In its current form, the government’s draft legislation tackling online safety would fail to prevent the sharing of the most “insidious” images of child abuse and violence against women and girls, according to a new report by MPs.
On Monday, the Digital, Culture, Media and Sport (DCMS) Committee warned that the draft Online Safety Bill is “neither clear not robust enough to tackle certain types of illegal and harmful content on user-to-user and search services”.
The report calls on the government to address content that is “technically legal” – such as parts of child abuse sequences like “breadcrumbing” and types of online violence against and women and girls like tech-enabled “nudifying” of women and deepfake pornography - by bringing them into scope via primary legislation or as types of harmful content covered by the duties of care.

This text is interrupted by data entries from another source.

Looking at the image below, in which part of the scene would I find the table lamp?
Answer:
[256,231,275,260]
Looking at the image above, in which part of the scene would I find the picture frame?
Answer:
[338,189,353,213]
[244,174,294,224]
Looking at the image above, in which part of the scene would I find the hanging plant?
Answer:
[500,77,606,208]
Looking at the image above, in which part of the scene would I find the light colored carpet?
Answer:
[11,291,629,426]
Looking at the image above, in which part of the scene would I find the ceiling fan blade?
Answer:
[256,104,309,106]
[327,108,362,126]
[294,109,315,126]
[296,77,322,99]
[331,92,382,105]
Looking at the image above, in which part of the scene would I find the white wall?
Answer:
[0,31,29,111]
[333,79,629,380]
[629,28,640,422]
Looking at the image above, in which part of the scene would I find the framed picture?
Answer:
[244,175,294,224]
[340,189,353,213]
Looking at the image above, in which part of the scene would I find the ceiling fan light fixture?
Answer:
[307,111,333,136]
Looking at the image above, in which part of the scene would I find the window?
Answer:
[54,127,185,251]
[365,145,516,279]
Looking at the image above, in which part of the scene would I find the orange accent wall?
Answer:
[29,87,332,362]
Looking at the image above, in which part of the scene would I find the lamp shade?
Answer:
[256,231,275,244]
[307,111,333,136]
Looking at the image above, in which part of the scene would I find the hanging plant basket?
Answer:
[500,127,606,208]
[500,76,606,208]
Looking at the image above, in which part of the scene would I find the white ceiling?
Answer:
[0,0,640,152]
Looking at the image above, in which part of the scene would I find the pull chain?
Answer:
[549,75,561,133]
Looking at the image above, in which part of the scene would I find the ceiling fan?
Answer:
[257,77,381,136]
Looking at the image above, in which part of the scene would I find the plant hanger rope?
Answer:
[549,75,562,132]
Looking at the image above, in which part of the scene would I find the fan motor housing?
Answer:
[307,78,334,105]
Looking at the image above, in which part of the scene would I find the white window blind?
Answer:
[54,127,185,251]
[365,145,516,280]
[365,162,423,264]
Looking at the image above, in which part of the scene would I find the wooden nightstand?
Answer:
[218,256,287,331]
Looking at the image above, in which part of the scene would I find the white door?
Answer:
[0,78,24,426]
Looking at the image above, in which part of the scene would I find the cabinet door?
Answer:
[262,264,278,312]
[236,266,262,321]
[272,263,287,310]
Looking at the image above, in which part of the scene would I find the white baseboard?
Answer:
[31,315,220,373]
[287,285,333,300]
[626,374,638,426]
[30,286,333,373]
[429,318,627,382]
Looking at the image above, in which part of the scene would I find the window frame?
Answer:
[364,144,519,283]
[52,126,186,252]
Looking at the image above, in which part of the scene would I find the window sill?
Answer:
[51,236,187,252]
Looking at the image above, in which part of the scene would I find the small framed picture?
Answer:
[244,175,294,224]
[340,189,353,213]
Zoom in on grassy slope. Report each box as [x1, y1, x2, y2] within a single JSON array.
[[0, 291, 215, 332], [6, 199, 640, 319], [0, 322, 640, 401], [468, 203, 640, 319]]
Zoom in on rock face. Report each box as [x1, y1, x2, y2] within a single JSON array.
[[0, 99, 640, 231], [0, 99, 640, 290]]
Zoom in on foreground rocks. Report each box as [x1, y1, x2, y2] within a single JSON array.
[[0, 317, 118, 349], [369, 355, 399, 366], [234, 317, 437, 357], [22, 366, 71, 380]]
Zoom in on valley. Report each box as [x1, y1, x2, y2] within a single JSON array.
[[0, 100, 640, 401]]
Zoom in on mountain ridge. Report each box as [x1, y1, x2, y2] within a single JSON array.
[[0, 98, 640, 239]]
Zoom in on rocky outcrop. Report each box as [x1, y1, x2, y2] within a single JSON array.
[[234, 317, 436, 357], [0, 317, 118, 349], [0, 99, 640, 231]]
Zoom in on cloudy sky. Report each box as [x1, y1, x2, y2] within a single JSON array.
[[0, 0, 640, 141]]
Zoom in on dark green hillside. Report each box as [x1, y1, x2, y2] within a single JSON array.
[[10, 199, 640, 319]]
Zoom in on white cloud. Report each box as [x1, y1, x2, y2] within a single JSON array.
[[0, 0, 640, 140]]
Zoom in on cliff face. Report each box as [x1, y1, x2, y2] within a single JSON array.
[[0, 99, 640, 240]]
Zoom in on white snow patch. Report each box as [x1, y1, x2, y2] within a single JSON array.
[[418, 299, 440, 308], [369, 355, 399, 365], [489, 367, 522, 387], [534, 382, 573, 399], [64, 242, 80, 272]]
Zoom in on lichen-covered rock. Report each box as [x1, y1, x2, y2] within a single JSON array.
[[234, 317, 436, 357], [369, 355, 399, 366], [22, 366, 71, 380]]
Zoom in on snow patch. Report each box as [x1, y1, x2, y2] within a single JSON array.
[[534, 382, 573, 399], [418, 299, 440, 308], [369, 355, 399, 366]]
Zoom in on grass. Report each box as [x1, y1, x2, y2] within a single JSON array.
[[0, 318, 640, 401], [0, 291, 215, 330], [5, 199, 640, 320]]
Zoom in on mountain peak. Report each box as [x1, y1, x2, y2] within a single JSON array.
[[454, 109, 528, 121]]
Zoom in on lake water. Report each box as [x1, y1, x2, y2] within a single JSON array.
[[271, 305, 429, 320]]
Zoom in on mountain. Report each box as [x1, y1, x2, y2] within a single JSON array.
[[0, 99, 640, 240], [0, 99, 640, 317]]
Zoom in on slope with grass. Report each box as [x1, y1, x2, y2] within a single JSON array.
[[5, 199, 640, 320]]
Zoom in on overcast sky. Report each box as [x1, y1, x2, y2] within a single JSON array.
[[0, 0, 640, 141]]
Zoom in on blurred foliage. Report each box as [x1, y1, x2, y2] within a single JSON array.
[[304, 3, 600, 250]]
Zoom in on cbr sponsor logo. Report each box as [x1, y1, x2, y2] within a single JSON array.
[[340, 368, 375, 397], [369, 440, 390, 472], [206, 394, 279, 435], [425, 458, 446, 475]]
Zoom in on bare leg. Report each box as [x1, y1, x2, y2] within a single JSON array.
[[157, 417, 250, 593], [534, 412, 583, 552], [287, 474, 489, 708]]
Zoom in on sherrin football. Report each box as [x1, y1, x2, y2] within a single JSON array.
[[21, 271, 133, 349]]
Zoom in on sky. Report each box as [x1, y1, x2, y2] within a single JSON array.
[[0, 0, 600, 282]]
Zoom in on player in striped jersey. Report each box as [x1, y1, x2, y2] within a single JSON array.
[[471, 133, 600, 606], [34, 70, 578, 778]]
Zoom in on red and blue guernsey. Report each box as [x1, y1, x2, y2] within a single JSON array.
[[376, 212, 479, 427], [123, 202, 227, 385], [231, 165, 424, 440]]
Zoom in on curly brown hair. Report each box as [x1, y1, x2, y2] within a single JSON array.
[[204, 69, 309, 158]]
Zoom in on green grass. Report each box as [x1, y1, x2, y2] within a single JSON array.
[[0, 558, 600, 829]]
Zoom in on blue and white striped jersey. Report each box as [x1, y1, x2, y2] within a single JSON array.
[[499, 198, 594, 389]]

“In its current form what should be world-leading, landmark legislation instead represents a missed opportunity,” said Julian Knight MP, chair of the DCMS Committee. “The Online Safety Bill neither protects freedom of expression nor is it clear nor robust enough to tackle illegal and harmful online content.”
The chair said that urgency is needed to make sure that the “most pernicious” forms of child sex abuse do not evade detection because of a failure in the new law.
MPs reject a recommendation made by the Joint Committee to include in the law the establishment of a permanent Committee of both Houses. They said that this would duplicate the existing constitutional role of the DCMS Committee.